Inbound/Outbound Service Impact
Incident Report for Cool Telecom
Postmortem

Event Summary:

At 10:47 AM Central time on September 22nd, Inteliquent (one of our upstream voice providers) had an issue occur which impacted some customers and call flows that transit our Denver POP. Inteliquent engineering teams were engaged immediately, as well as on-site field staff. The issue impacted the routers by causing severe flapping of protocols which also made consistent access to the routers difficult for diagnosis.

At 11:40 AM the engineers determined there was a loop, and due to the access issues decided to turn down one of the routers in the pair to stabilize the network. The shutdown of the router immediately stabilized the local transit infrastructure and restored much of the impacted services. However, there were still some indications of call failures through the Denver infrastructure. Additional investigation revealed issues with call processing for a couple of voice network elements. The engineering teams determined that the logic in those devices was corrupted due to the routing instability and needed to be failed over to their redundant sides to clear the issues.

These devices were switched over between 1232 CT-1234 CT on the same day. After which, call flows stabilized and all services restored.

Reason For Outage:

A loop between two edge routers in the Denver POP was created as a result of new activation work and ultimately caused by an error in our records and assignment processes. Essentially, a new port was assigned which had previously been used for a connection between routers and hadn’t been physically removed.

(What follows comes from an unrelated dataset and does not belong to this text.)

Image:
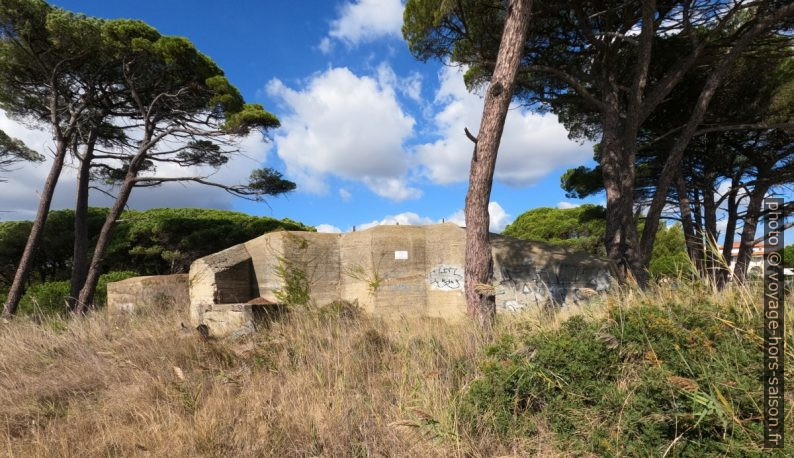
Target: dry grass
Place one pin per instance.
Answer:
(311, 385)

A review of the migration process determined that this migration was atypical due some hardware resourcing issues to support the migration. The additional delay in this process impacted the typical activation-migration-disconnect process and the disconnect portion was missed.

Posted Sep 24, 2021 - 14:41 CDT

Resolved
This incident has been resolved.
Posted Sep 22, 2021 - 14:47 CDT
Monitoring
Thank you for being patient while our engineering team worked through this network disruption. Our engineers were able to divert the traffic to alleviate the impacts of this issue. We have performed detailed internal testing and all services show to be operational at this time. Please retest and reach out to our support team at http://ticket.cooltele.com for further assistance.
Posted Sep 22, 2021 - 12:55 CDT
Identified
The issue has been identified and a fix is being implemented.
Posted Sep 22, 2021 - 11:58 CDT
Update
We are continuing to investigate this issue.
Posted Sep 22, 2021 - 11:51 CDT
Investigating
We have reports from some of our users that they are unable to make outbound calls. A few of those customers have also reported an inability to receive calls. We are investigating this issue and will provide more information as soon as we receive it.
Posted Sep 22, 2021 - 11:27 CDT
This incident affected: Calling (Inbound Calling, Outbound Calling).